GUAYAQUIL, Ecuador (AP) — Men walk through a lush plantation between GUAYAQUIL, Ecuador (AP) Ecuador ‘s calm Pacific coast and majestic Andes cut hundreds of clusters of green bananas from plants that groan twice their size.
Workers move the bunches to an assembly line where the bananas are washed, weighed and covered with stickers for European buyers. Company owner Franklin Torres monitors all activity this past morning to make sure the fruit meets international beauty standards and, more importantly, is packaged for shipment without cocaine.
Torres is overly cautious because Ecuador is increasingly at the crossroads of two global trades: bananas and cocaine.
The South American country is the world’s largest exporter of bananas, shipping about 6.5 million metric tons (7.2 tons) annually by sea. It also sits between Peru and Colombia, the world’s largest producers of cocaine, and drug traffickers see containers full of bananas as the perfect vehicle to smuggle their products.
The infiltration of drug traffickers into the industry, which is responsible for about 30% of the world’s bananas, has contributed to unprecedented violence in this once-peaceful country. Armed attacks, murders, kidnappings and extortions have become commonplace. part of daily lifeespecially in the Pacific port city and the banana shipping hub Guayaquil.
About the cocaine trade, 59-year-old dealer Dalia Chang, who has lived in Guayaquil for her life, said: “It’s everyone’s responsibility: the person who carries it, the person who buys it, the person who consumes it.” “They all share responsibility. They destroyed our country,” she said.
Not a major cocaine producer, the country was particularly shaken by a presidential candidate known for his tough stance against organized crime and corruption: Fernando Villavicencio – He was fatally shot at the end of the campaign rally on August 9th. He accused the Ecuadorian Los Choneros gang and its imprisoned leader, with links to Mexico’s Sinaloa cartel, of threatening him and his campaign team days before the assassination.
Besides its proximity to cocaine production, cartels from Mexico, Colombia and the Balkans have settled in Ecuador because Ecuador uses US dollars and has weak laws and institutions. work.
Officials say Ecuador has also come to the fore in the global cocaine trade after the political changes in Colombia over the past decade. Coca bushes in Colombia are approaching the border with Ecuador as criminal groups dispersed after the 2016 demobilization of the insurgent group, the Revolutionary Armed Forces of Colombia, better known by its Spanish acronym FARC.
In 2021, record quantities of cocaine of 2,304 metric tons were produced worldwide, mostly in Colombia, Peru and Bolivia. According to the United Nations report, which cited data from the World Customs Organization, nearly a third of the cocaine seized by customs authorities in Western and Central Europe that year came from Ecuador; this was double the amount reported in 2018. Major drug raids have become more frequent, with record-breaking raids carried out in the past month after European authorities inspected containers carrying bananas from Ecuador.

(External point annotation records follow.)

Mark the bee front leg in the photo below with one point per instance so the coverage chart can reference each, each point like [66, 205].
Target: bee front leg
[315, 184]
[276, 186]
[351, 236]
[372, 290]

Authorities announced Spain’s largest-ever shipment of cocaine on August 25: 9.5 metric tons were stored in a refrigerated container among cardboard banana boxes from Ecuador. Dutch authorities also had their country’s largest seizure of cocaine (about 8 metric tons) in a container full of Ecuadorian bananas last month. Authorities in Greece and Italy also announced the seizure of cocaine stored in Ecuadorian bananas this year.
Bananas to Europe are boxed in the fields, loaded onto trucks to be taken to huge warehouses in and around Guayaquil, and transported to a port in the region and transferred to sea containers.
The ships then head northeast towards the Panama Canal, cross into the Caribbean Sea, and east across the Atlantic.
Banana growers, exporters, shipping companies, port operators, private security companies, customs agents, agricultural officials, police and buyers provide opportunities that drug traffickers exploit, knowingly or unknowingly.
Some traders set up front companies to imitate legitimate banana exporters, while others bought legitimate businesses, including plantations. They found companies willing to be complicit in the smuggling. They also paid, threatened, or kidnapped truck drivers and other workers to help ship cocaine.
Other smugglers corrupt or intimidate police, customs officers, security guards and port workers into helping or ignoring the tampering of containers at ports.
Drug trafficking has contributed to the number of violent deaths in Ecuador; doubled from 2021 to 2022; 4,600 people died; this was the highest number recorded in a year. The country is on track to break the annual record with 3,568 violent deaths in the first half of 2023.